This White House is something even Lewis Carroll would find mind-boggling, so consistent is it in saying one thing and meaning the total opposite. And nowhere does this trait come through more dramatically than in the area of Standing Up to Our Enemies.
First there is Saudi Arabia, our dear friends (which is to say, dear friends of the Bush family for many decades), 15 of whom blew the hell out of the Pentagon and the World Trade Center in 2001. The people who let 14 girls burn to death (and beat potential rescuers) in a school because the girls did not don black robes and headscarves while they were ablaze and trying desperately to escape.
Then there is Pakistan. Pakistan, according to the White House, is our friend, yet it is common knowledge that al-Qaeda practically has kiosks in the open air market within its borders. Last month, Bush's friendship got put to the test when it was discovered that Pakistan's top nuclear scientist, Abdul Qadeer Khan, had sold Iran and North Korea information on building atomic bombs. Since you're either for us or against us, it would seem that Pakistan is having some difficult being "for us."
But the plot thickens. Oh, does it.

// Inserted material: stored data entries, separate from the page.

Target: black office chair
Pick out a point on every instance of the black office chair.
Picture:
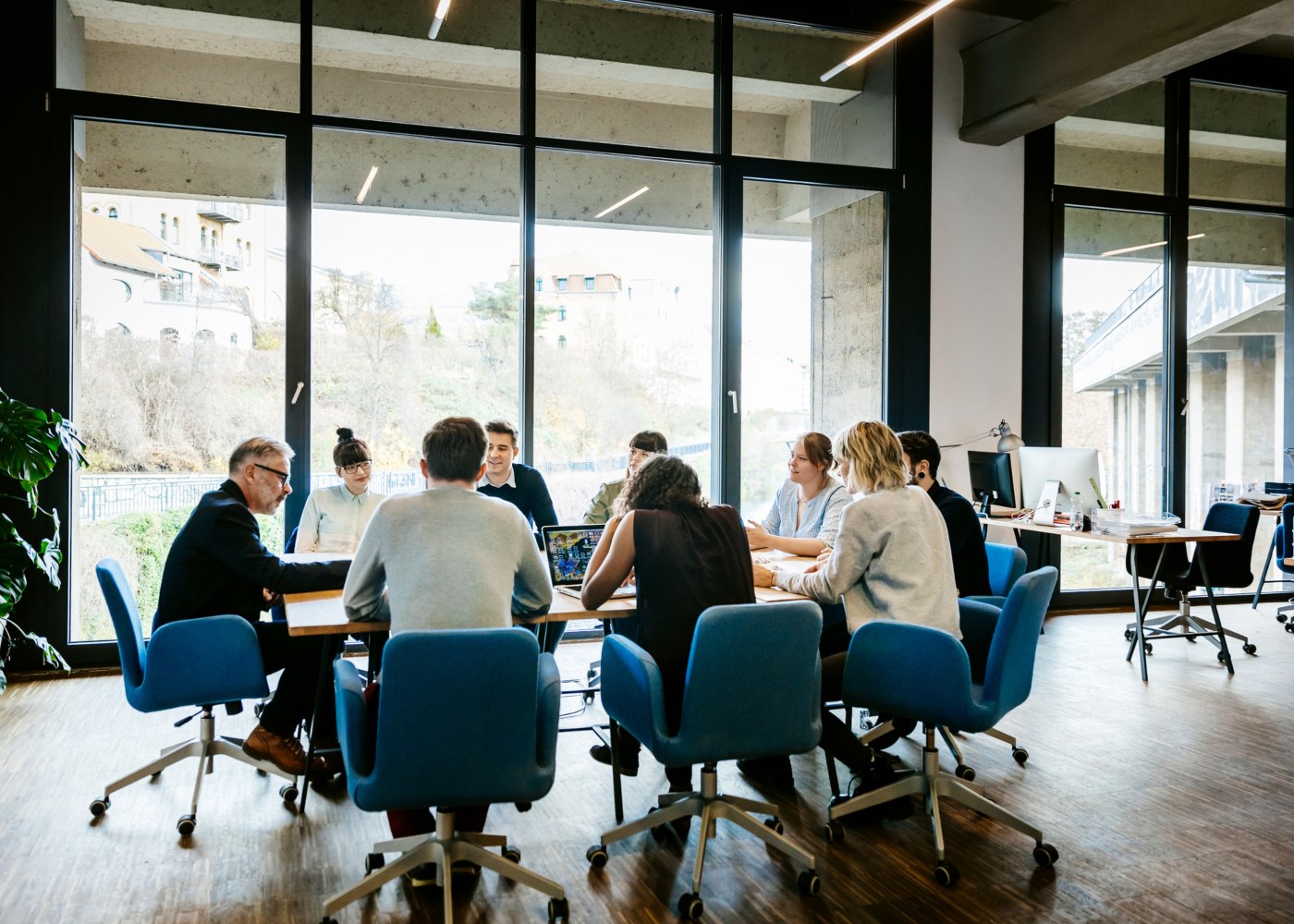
(1215, 565)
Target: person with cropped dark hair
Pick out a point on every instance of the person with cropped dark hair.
(446, 558)
(334, 517)
(514, 481)
(966, 535)
(217, 565)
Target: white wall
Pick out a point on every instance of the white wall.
(976, 245)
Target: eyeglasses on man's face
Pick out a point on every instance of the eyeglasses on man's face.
(282, 475)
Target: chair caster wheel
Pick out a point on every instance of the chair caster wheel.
(946, 874)
(690, 906)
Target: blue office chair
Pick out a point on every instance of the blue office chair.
(444, 739)
(1284, 543)
(1215, 565)
(752, 690)
(912, 669)
(198, 662)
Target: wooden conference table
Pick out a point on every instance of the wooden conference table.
(1134, 542)
(321, 614)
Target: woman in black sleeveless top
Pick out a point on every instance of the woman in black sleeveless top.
(686, 555)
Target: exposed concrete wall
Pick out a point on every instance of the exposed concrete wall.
(847, 313)
(976, 271)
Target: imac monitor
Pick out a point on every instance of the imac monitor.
(1077, 470)
(990, 480)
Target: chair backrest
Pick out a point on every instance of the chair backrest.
(1006, 565)
(126, 620)
(1008, 673)
(1285, 539)
(457, 720)
(1229, 563)
(753, 681)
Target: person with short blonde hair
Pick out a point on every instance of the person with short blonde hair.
(890, 561)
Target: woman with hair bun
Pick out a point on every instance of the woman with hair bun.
(805, 516)
(334, 517)
(607, 503)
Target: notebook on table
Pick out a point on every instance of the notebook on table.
(568, 550)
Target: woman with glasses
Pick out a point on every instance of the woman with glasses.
(642, 446)
(334, 517)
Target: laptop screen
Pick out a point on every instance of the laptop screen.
(568, 550)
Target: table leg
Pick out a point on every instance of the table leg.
(1213, 604)
(1262, 578)
(330, 650)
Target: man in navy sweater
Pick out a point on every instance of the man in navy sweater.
(524, 488)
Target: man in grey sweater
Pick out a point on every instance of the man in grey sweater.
(449, 556)
(446, 558)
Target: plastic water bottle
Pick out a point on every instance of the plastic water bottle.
(1076, 511)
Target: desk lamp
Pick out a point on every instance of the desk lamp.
(1007, 440)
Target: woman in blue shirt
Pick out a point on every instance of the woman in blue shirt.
(806, 511)
(334, 517)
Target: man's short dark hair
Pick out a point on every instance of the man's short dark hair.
(455, 449)
(921, 445)
(501, 426)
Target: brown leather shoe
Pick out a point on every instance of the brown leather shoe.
(287, 753)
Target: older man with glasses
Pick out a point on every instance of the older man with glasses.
(217, 565)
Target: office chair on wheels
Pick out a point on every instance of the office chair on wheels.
(200, 662)
(752, 690)
(443, 739)
(912, 669)
(1225, 565)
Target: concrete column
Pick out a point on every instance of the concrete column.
(847, 322)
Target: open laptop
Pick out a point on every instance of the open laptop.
(568, 550)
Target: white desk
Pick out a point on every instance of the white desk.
(1134, 542)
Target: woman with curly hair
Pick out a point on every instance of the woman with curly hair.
(334, 517)
(686, 555)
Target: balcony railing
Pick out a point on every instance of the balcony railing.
(211, 257)
(226, 213)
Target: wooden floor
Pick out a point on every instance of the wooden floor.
(1168, 801)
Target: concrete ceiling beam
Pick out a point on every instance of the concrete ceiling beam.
(1086, 51)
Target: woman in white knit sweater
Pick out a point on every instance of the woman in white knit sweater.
(890, 561)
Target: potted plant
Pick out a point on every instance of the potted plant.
(31, 443)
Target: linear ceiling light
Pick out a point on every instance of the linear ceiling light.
(437, 18)
(628, 198)
(368, 184)
(889, 36)
(1147, 246)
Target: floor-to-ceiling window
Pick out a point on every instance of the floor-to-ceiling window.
(585, 217)
(1170, 271)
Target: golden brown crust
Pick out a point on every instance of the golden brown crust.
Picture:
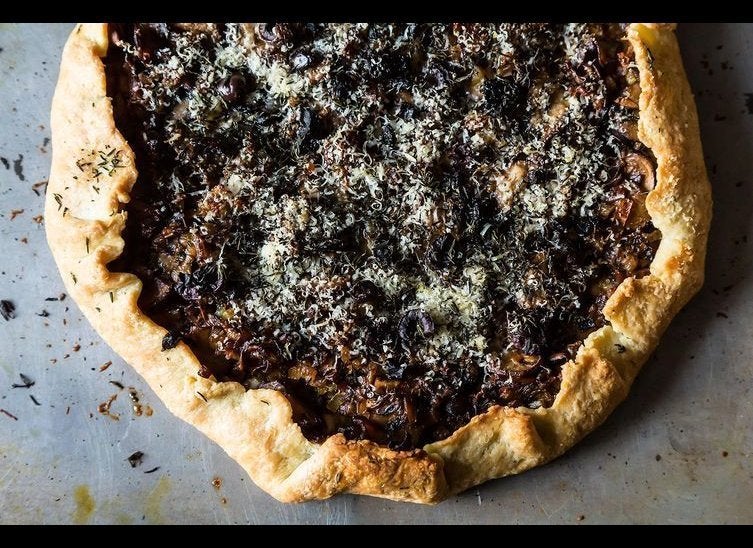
(255, 427)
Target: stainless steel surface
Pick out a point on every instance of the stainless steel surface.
(679, 450)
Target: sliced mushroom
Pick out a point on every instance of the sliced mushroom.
(505, 186)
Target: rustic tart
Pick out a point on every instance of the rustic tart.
(393, 260)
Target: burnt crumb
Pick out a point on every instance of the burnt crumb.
(26, 382)
(135, 459)
(18, 167)
(7, 310)
(8, 414)
(399, 269)
(36, 187)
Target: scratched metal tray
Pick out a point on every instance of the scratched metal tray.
(679, 450)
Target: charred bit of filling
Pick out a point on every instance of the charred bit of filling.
(397, 226)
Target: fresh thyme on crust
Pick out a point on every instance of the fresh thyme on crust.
(255, 426)
(397, 226)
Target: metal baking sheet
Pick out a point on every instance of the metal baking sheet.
(680, 450)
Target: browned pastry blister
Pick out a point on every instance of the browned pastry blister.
(379, 262)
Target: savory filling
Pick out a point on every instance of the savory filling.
(397, 226)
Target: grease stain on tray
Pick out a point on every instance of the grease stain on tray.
(85, 504)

The White House, not surprisingly, has known for a long time about Pakistan's nuclear ties to the Axis of Evil. However, it was hardly becoming for Bush to say anything about it since the vice president of the United States has known about Pakistan's activities
since 1989, when he was George H. W. Bush's Secretary of Defense. To have made the activities public would have cut aid from Pakistan, who was an ally in the U.S.'s fight against the Soviets in Afghanistan.
Coincidentally, it would have also been the end of a $1.4-billion sale of F-16 fighter jets, equipped to deliver nuclear weapons, to Islamabad. It turns out that Cheney really wanted to sell these planes, so much so that intelligence analyst Richard Barlow
--who wrote the Pakistan report and has reported that Cheney lied to Congress about Pakistan's nuclear capabilities, was forced out of his job.
And finally, we have Myanmar. On July 23, 2003, Bush signed a bill and issued an executive order that contained a ban on imports from Myanmar (Burma) in order to exert pressure on that nation's government to initiate democratic changes and to do something about its human rights record. How soon we forget! Only last week, you could order from the Bush-Cheney campaign website a cool fleece pullover with a tag that reads "Made in Burma."